Design and main ideas

Notes on the design of the saugns software (and SAU language), as it has evolved, and the main ideas involved. (The SAU language has evolved in parallel with the software implementing it.)

Contents

Roots: Early 2011 design

The program was developed from scratch, the language starting out as the most straightforward way I could get a trivial program to generate sounds and handle timing flexibly according to a script.

If a single big letter (W) is used to start a wave oscillator, and a small letter followed by a number assigns a value for frequency (f), amplitude (a), or time duration (t), then parsing is trivial. No abstractions for lexing or syntax trees, etc., are necessary. For each W the parser can simply add an oscillator node to a list, and go on to set values in the current node according to any parameter assignments which follow while that oscillator is still being dealt with. Additional syntax can tell the parser that the next node should be given a time offset value, so that it's not interpreted as being parallel with the previous. After parsing is done, the resulting list of nodes specifies what to run or do to generate audio.

The list of nodes produced can be viewed as a sequential list of "steps" to take, "events" to handle, or "instructions" to follow, for setting up or changing audio generation – where a sequence of nodes with no time offsets between them, or with overlapping time durations for what to run being specified inside of them, configures the running of things in parallel. To run it all, the list can be examined once to figure out what data structures need to be allocated and prepared, and a second time when actually using those for running the simplistic "program" the script has been translated into.

To allow implementing modulation techniques, support for nested lists was then added to the parser and audio generation code – lists of oscillators assigned in connection with the parameters for frequency, phase, amplitude, etc. for an oscillator – naturally parsed with recursion. This was a fairly simple extension for the language, with time proceeding along a linear list like before, though the data used in connection with each node and time position may thereafter branch out.

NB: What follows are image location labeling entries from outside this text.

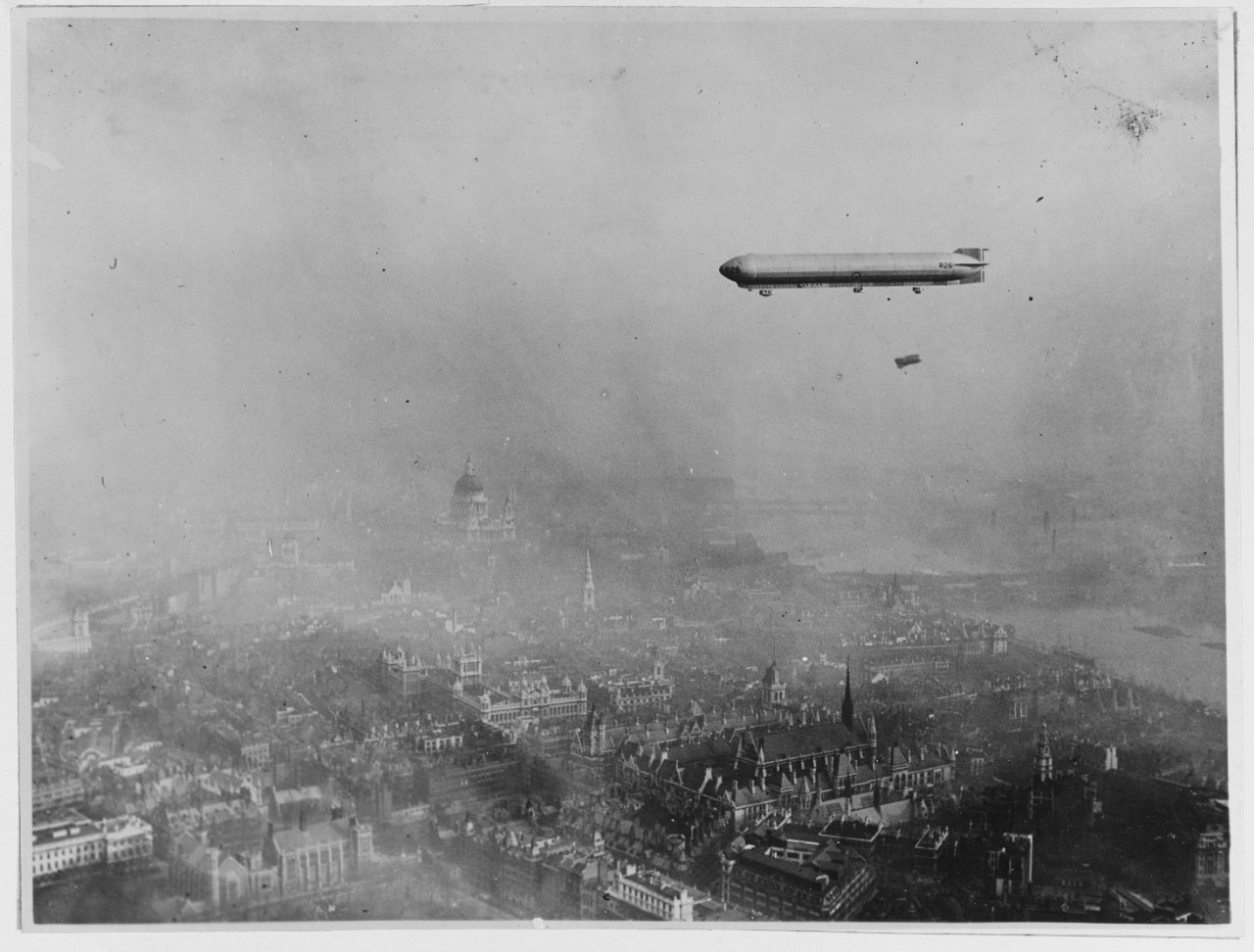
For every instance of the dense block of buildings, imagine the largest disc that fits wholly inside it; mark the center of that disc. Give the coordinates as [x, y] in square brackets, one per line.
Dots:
[317, 856]
[652, 692]
[533, 871]
[646, 893]
[794, 880]
[759, 770]
[456, 687]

But complexity, and difficulty in keeping it all working, then seemed to increase exponentially as more features were added to the early language – even as the code size grew much more modestly than that. The design was far too simple to include most of the classic main structure of compilers and interpreters, and I didn't have the experience to scale up my own design well. The language also looked quite different from typical well-known and well-described paradigms.

Yet before complexity turns into a problem, in a small and tidy way it's very doable to support things like parallel audio generation (several "voices"), combined with a sequential "time separator", and a more flexible "insert time delay for what's placed after this" modifier. That kind of terse and simple language which a fairly trivial program can run could be ideal for growing into a flexible tone generator language. But there's a great, huge chasm between that and a powerful musical language.

Timing when running and generating

The basic design for how time works is very simple. Time for a script begins at 0 ms. A script is translated into a list of timed update instruction nodes, or "steps", each new step taking place after the previous, with or without time (samples to generate) passing between any two steps. Each step configures the system, e.g. telling it to start generating something or changing parameter values for some generator object.

The running of a script primarily advances through time, and secondarily through the timed update steps which are laid out in a list like a timeline of events. After parsing, time is translated into the number of samples to generate, or which should be generated before a time is reached. Time proceeds as output samples are written, while update events only come with time and do not advance it. The handling of such updates takes priority over output generation, pausing it until the updates at that time position have been handled.

Each thing which generates output, such as a wave oscillator, has a time duration of use. Thus, its output will begin at a time position and end at another time position. The script has ended when no things remain in use, and no further update steps remain to be waited for (in sound or in quiet). In other words, the duration of a script is equal to the total sum length of times to wait before each new update step, plus the remaining duration of play after the last update step for still-active "things" (e.g. oscillators).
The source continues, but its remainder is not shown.